Per giorni ha tenuto banco la famigerata battuta di Matteo Renzi (si può ascoltare ancora una volta in questo video). Una battuta sezionata e stigmatizzata in ogni modo in centinaia di post sui social network e in decine di articolesse proclamate nei santuari del giornalismo nostrano. Ok, ci sta. Renzi farebbe bene a governare di più il suo istinto di battutista. Ma davvero si pensa che una battuta faccia dimettere un viceministro? E se davvero fosse così, sarebbe accettabile una motivazione del genere? Ovviamente no, è la risposta ad entrambe le domande. In quanti, però, hanno avuto il coraggio intellettuale di dire: “caro Fassina, un viceministo non si dimette per una battuta”?

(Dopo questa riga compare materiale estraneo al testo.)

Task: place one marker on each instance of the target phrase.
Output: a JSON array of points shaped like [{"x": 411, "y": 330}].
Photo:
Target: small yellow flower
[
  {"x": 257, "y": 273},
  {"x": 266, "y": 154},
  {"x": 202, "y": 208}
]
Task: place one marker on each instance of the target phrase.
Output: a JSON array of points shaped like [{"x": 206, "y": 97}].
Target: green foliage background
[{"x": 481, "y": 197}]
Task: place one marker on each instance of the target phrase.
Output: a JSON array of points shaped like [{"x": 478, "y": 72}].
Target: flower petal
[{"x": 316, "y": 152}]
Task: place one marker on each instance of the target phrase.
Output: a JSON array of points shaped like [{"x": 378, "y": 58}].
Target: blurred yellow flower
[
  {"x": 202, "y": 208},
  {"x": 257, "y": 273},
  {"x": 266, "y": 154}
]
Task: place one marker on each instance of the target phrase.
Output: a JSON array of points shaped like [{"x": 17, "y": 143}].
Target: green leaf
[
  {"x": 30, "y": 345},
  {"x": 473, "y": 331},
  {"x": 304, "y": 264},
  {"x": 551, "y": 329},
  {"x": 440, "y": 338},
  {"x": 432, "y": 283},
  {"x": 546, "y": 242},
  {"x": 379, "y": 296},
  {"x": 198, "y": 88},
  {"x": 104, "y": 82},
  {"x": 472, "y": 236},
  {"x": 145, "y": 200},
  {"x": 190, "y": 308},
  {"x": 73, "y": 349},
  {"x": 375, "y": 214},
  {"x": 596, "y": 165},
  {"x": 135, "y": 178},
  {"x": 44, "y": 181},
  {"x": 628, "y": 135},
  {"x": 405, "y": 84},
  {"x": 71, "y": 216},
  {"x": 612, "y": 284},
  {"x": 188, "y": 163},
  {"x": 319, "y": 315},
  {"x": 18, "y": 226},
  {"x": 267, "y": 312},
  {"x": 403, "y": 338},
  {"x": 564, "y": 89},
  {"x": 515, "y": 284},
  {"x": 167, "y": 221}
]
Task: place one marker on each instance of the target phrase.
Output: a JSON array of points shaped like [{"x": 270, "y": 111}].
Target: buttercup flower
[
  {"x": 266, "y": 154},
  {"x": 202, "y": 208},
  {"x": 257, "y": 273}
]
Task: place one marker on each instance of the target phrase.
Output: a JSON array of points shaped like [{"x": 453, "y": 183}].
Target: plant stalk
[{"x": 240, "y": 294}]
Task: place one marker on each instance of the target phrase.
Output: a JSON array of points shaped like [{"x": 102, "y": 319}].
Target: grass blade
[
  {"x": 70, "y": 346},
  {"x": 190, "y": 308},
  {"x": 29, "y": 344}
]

Lo stesso interessato, in verità, lo ha chiarito da subito, bontà sua: non è la battuta il motivo delle dimissioni (“la battuta è soltanto la forma”, sigh!). E allora, qual è ‘sto motivo? Di solito, chi ricopre incarichi di Governo si dimette perché incapace di svolgere quelle funzioni, perché ha commesso atti che minano la sua credibilità e la sua integrità, perché non è d’accordo con la linea del Capo del Governo, perché il Governo adotta provvedimenti che mettono in imbarazzo la sua coscienza o le sue convinzioni. Nessuna di queste situazioni si è verificata nel caso di Fassina. Anzi. I momenti di nervosismo vissuti in passato per dissensi con Letta sono rientrati rapidamente, grazie ad un suo maggior coinvolgimento nelle decisioni. Iniziative come l’abolizione dell’Imu – che avrebbero potuto scatenare un conflitto con la linea politico-culturale del viceministro – non hanno scalfito la sua disponibilità a far parte della squadra di governo.

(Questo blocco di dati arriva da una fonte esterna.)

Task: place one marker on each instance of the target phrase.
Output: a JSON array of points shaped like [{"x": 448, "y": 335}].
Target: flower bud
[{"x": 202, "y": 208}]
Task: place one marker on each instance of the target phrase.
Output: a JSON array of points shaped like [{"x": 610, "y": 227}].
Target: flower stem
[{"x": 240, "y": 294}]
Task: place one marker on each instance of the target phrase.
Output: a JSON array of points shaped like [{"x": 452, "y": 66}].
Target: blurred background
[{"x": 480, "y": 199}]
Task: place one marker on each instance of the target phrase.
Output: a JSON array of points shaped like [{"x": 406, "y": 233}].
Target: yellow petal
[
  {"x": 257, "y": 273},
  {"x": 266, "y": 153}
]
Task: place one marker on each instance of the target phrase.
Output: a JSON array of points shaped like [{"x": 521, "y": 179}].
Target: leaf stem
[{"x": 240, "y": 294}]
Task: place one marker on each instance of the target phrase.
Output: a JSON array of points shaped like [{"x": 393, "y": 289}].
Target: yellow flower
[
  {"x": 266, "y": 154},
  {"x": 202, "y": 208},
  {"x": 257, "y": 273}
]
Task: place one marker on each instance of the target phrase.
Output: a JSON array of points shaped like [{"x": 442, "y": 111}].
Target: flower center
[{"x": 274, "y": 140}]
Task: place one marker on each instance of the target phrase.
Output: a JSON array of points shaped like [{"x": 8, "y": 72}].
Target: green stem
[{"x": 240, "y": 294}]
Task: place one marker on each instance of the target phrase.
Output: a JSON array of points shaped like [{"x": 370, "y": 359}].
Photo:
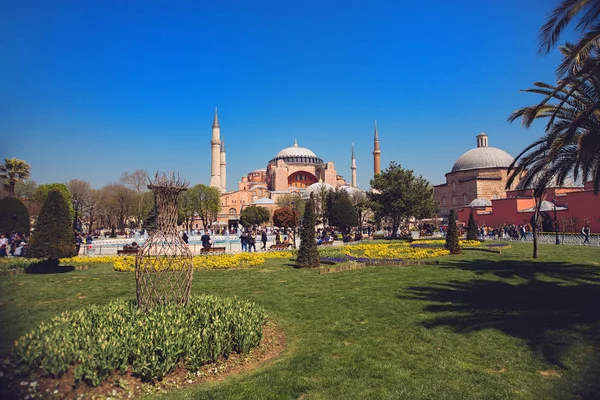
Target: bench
[
  {"x": 127, "y": 251},
  {"x": 280, "y": 246},
  {"x": 212, "y": 250}
]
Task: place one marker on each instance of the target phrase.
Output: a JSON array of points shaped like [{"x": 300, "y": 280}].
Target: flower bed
[{"x": 97, "y": 341}]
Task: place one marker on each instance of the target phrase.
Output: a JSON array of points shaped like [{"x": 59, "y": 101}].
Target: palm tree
[
  {"x": 13, "y": 171},
  {"x": 588, "y": 43}
]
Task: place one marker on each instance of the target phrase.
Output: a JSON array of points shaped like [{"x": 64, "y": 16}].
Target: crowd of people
[{"x": 14, "y": 245}]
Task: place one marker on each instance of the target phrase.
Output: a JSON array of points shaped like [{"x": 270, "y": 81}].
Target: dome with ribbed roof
[
  {"x": 483, "y": 156},
  {"x": 297, "y": 155}
]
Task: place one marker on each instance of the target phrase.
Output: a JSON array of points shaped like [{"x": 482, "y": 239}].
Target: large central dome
[
  {"x": 483, "y": 157},
  {"x": 297, "y": 154}
]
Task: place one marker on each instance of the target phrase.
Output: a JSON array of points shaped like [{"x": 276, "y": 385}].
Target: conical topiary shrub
[
  {"x": 452, "y": 243},
  {"x": 308, "y": 254},
  {"x": 53, "y": 236},
  {"x": 472, "y": 233}
]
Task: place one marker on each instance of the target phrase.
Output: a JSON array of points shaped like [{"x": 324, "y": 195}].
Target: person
[
  {"x": 78, "y": 242},
  {"x": 586, "y": 234},
  {"x": 205, "y": 239},
  {"x": 263, "y": 238},
  {"x": 244, "y": 240},
  {"x": 3, "y": 245},
  {"x": 252, "y": 241}
]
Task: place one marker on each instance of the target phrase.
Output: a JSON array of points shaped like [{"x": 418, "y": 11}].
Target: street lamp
[
  {"x": 555, "y": 222},
  {"x": 75, "y": 224},
  {"x": 294, "y": 220}
]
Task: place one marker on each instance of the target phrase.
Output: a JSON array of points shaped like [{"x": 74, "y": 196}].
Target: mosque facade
[
  {"x": 293, "y": 170},
  {"x": 480, "y": 173}
]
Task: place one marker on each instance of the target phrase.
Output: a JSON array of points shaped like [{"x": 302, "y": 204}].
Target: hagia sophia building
[{"x": 294, "y": 169}]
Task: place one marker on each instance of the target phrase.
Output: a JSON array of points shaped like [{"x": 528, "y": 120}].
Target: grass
[{"x": 479, "y": 325}]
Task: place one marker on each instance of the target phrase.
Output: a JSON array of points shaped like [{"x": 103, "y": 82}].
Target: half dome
[{"x": 482, "y": 156}]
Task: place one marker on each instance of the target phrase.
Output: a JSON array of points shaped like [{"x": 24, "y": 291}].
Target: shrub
[
  {"x": 53, "y": 234},
  {"x": 10, "y": 206},
  {"x": 308, "y": 254},
  {"x": 452, "y": 243},
  {"x": 99, "y": 340},
  {"x": 472, "y": 233}
]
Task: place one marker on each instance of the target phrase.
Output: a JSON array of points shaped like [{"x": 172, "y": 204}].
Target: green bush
[
  {"x": 452, "y": 243},
  {"x": 99, "y": 340},
  {"x": 53, "y": 235},
  {"x": 10, "y": 206}
]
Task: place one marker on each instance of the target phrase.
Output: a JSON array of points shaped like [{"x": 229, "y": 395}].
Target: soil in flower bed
[{"x": 127, "y": 386}]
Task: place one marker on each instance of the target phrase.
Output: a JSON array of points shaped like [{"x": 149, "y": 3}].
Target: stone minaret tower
[
  {"x": 376, "y": 153},
  {"x": 223, "y": 168},
  {"x": 215, "y": 172},
  {"x": 353, "y": 167}
]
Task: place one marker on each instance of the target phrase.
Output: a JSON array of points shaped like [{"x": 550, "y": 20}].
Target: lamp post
[
  {"x": 75, "y": 224},
  {"x": 555, "y": 222},
  {"x": 294, "y": 220}
]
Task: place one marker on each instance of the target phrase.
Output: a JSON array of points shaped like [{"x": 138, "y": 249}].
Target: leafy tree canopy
[
  {"x": 398, "y": 194},
  {"x": 254, "y": 215}
]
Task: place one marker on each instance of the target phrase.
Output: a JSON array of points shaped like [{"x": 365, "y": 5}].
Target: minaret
[
  {"x": 353, "y": 167},
  {"x": 223, "y": 168},
  {"x": 215, "y": 177},
  {"x": 376, "y": 153}
]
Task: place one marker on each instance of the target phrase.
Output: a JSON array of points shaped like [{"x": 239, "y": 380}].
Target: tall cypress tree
[
  {"x": 308, "y": 254},
  {"x": 472, "y": 233},
  {"x": 53, "y": 235},
  {"x": 452, "y": 234}
]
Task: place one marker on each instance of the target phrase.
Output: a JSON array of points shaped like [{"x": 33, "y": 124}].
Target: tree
[
  {"x": 12, "y": 171},
  {"x": 472, "y": 233},
  {"x": 204, "y": 201},
  {"x": 53, "y": 234},
  {"x": 254, "y": 216},
  {"x": 308, "y": 254},
  {"x": 452, "y": 243},
  {"x": 285, "y": 217},
  {"x": 13, "y": 216},
  {"x": 293, "y": 201},
  {"x": 586, "y": 46},
  {"x": 398, "y": 195},
  {"x": 142, "y": 200},
  {"x": 343, "y": 214}
]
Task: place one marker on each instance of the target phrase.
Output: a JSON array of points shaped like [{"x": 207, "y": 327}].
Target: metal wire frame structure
[{"x": 163, "y": 267}]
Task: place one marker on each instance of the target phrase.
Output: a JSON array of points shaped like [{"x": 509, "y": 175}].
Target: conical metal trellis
[{"x": 163, "y": 266}]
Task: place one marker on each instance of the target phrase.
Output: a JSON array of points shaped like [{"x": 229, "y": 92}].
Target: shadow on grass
[
  {"x": 48, "y": 267},
  {"x": 554, "y": 309}
]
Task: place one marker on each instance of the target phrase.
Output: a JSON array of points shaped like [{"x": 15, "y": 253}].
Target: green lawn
[{"x": 478, "y": 326}]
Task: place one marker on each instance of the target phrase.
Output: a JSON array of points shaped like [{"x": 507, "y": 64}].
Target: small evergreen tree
[
  {"x": 308, "y": 254},
  {"x": 53, "y": 235},
  {"x": 13, "y": 216},
  {"x": 452, "y": 234},
  {"x": 472, "y": 233}
]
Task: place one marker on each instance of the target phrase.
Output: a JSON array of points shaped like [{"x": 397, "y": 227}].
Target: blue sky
[{"x": 92, "y": 89}]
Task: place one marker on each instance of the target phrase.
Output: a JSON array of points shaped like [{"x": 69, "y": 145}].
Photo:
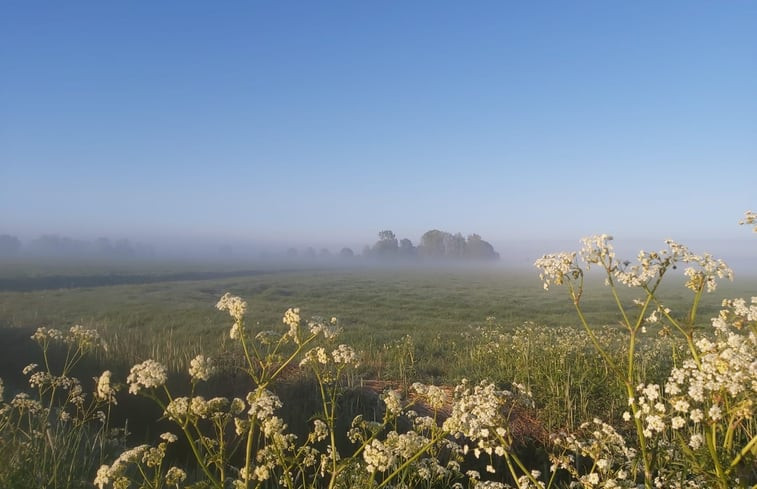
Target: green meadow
[{"x": 440, "y": 326}]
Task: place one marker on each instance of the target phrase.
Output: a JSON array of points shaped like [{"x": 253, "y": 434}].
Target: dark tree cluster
[{"x": 434, "y": 245}]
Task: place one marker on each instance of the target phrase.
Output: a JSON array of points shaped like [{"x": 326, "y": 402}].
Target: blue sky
[{"x": 325, "y": 122}]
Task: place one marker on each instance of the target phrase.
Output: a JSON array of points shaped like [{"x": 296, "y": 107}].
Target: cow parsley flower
[{"x": 147, "y": 374}]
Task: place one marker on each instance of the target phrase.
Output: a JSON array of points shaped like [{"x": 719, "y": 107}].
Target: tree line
[{"x": 434, "y": 245}]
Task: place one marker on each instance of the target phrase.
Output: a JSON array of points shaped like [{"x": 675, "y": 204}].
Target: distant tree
[
  {"x": 407, "y": 250},
  {"x": 54, "y": 245},
  {"x": 454, "y": 246},
  {"x": 367, "y": 251},
  {"x": 478, "y": 249},
  {"x": 432, "y": 244},
  {"x": 9, "y": 245},
  {"x": 387, "y": 245}
]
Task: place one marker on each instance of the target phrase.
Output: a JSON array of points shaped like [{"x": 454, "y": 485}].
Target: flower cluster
[
  {"x": 750, "y": 218},
  {"x": 148, "y": 374},
  {"x": 105, "y": 390},
  {"x": 557, "y": 268},
  {"x": 236, "y": 308},
  {"x": 201, "y": 368},
  {"x": 612, "y": 461},
  {"x": 292, "y": 319}
]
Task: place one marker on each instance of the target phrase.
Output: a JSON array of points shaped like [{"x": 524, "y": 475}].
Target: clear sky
[{"x": 325, "y": 122}]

E allora perché si è dimesso Stefano Fassina (proprio colui che, a suo tempo, dopo aver giurato “mai con Berlusconi” poi ci ha fatto un governo, mettendo da parte ogni residua radicalità)? Ce lo spiega lo stesso Fassina una intervista rilasciata al Corriere della Sera il 7 gennaio. L’ormai ex viceministro lo dichiara con candore: per “sciogliere l’ambiguità della posizione della segreteria del Pd rispetto al governo”. Insomma, una roba degna della Prima Repubblica: nessun senso di responsablità nei confronti del Governo, del Presidente del Consiglio, del Presidente della Repubblica. Non parliamo poi dei cittadini italiani ai quali – prima di tutti – dovrebbe rispondere chi ricopre ruoli di governo.

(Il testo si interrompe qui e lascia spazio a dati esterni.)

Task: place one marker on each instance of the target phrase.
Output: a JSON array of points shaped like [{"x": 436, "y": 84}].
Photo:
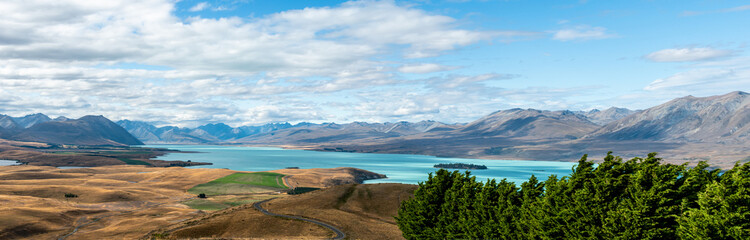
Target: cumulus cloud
[
  {"x": 424, "y": 68},
  {"x": 686, "y": 54},
  {"x": 725, "y": 10},
  {"x": 314, "y": 64},
  {"x": 582, "y": 33},
  {"x": 199, "y": 7},
  {"x": 69, "y": 58}
]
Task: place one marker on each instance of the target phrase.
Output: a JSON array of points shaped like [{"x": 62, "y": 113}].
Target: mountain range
[
  {"x": 87, "y": 130},
  {"x": 688, "y": 128}
]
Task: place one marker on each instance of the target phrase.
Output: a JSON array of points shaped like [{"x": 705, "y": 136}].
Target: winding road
[{"x": 339, "y": 233}]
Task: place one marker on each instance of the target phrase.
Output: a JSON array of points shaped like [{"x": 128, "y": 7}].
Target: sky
[{"x": 250, "y": 62}]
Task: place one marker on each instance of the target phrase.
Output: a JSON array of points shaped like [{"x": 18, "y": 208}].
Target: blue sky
[{"x": 251, "y": 62}]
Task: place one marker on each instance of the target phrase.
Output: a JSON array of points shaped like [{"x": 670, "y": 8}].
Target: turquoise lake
[{"x": 400, "y": 168}]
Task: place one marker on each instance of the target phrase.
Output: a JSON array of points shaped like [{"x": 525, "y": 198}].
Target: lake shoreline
[{"x": 400, "y": 168}]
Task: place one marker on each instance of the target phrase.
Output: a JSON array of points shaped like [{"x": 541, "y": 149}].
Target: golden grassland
[
  {"x": 132, "y": 202},
  {"x": 362, "y": 211},
  {"x": 126, "y": 200}
]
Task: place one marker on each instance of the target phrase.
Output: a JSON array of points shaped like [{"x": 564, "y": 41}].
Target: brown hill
[
  {"x": 530, "y": 124},
  {"x": 722, "y": 119},
  {"x": 362, "y": 211}
]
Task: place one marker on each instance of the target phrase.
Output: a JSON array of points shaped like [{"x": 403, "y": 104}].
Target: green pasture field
[{"x": 241, "y": 183}]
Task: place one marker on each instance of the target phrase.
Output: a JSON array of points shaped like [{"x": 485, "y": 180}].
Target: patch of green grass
[
  {"x": 204, "y": 204},
  {"x": 241, "y": 183},
  {"x": 241, "y": 202},
  {"x": 259, "y": 179},
  {"x": 133, "y": 162}
]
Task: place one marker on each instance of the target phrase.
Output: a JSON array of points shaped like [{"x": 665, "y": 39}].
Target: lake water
[
  {"x": 8, "y": 162},
  {"x": 400, "y": 168}
]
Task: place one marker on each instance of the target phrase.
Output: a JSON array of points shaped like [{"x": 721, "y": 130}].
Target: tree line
[{"x": 641, "y": 198}]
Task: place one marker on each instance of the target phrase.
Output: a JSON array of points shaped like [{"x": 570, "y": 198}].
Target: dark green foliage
[{"x": 636, "y": 199}]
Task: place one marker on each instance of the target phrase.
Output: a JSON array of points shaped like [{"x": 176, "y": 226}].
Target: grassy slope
[{"x": 241, "y": 183}]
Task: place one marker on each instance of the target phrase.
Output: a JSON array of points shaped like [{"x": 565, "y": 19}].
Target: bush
[{"x": 635, "y": 199}]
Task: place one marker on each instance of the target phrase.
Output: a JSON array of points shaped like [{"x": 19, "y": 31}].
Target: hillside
[
  {"x": 87, "y": 130},
  {"x": 529, "y": 124},
  {"x": 362, "y": 211},
  {"x": 718, "y": 119},
  {"x": 608, "y": 115}
]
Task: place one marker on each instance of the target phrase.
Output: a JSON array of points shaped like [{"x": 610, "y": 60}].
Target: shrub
[{"x": 636, "y": 199}]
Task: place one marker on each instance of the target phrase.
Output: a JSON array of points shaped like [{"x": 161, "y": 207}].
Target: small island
[{"x": 460, "y": 166}]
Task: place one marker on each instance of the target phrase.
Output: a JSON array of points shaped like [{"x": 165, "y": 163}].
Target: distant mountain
[
  {"x": 31, "y": 119},
  {"x": 151, "y": 134},
  {"x": 326, "y": 133},
  {"x": 607, "y": 116},
  {"x": 278, "y": 133},
  {"x": 7, "y": 122},
  {"x": 87, "y": 130},
  {"x": 530, "y": 124},
  {"x": 724, "y": 118}
]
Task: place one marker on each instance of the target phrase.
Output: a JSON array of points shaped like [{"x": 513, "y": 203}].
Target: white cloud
[
  {"x": 686, "y": 54},
  {"x": 199, "y": 7},
  {"x": 582, "y": 33},
  {"x": 692, "y": 77},
  {"x": 424, "y": 68},
  {"x": 725, "y": 10},
  {"x": 68, "y": 57}
]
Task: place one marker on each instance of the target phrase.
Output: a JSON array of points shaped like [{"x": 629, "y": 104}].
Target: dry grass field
[
  {"x": 115, "y": 201},
  {"x": 362, "y": 211},
  {"x": 132, "y": 202}
]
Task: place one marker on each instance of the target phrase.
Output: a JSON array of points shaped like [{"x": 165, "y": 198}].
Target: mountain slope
[
  {"x": 87, "y": 130},
  {"x": 724, "y": 118},
  {"x": 530, "y": 124},
  {"x": 7, "y": 122},
  {"x": 607, "y": 116}
]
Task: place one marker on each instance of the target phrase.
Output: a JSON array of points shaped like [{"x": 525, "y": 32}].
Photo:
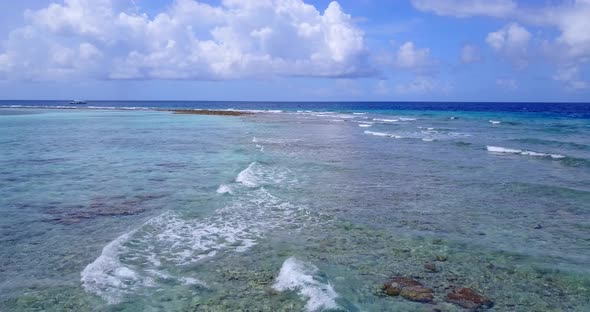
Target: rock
[
  {"x": 441, "y": 258},
  {"x": 392, "y": 289},
  {"x": 431, "y": 267},
  {"x": 406, "y": 281},
  {"x": 417, "y": 293},
  {"x": 395, "y": 286},
  {"x": 469, "y": 299}
]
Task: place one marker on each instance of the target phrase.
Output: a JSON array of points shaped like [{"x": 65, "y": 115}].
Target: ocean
[{"x": 120, "y": 206}]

Questioni di politica ‘interna’, dunque. Il viceministro si dimette in polemica con… il suo stesso segretario, che nel frattempo ha vinto le primarie, ma che da quel momento non ha mai chiesto le dimissioni del Governo, né il rimpasto. E, pertanto, non gli ha mai chiesto le dimissioni. In sostanza, Fassina non sente l’esigenza di rispondere a nessuno delle sue dimissioni, se non alla corrente red del suo partito. Una ennesima conferma di quella morale ‘organica’ per la quale presidiare il partito è più importante che governare (in tal caso, addirittura, si tratta di presidiare una corrente, visto che Cuperlo fa il presidente, Orfini potrebbe controllare da solo il gruppo in Parlamento e Renzi può incarnare il doppio ruolo di lotta e di governo). Ora come sempre, il partito ha la precedenza. Il partito è il fine, non è lo strumento. E il governo va bene solo se è… organico al partito.
In fin dei conti, il magma ‘partitolatrico’ che corrode la democrazia italiana è ancora vivo. Grazie alle dimissioni di Fassina – caso davvero paradigmatico – ne abbiamo conferma. Stupisce solo che in questo magma sia travolta anche la gran parte della stampa italiana, incapace di porre la giusta domanda.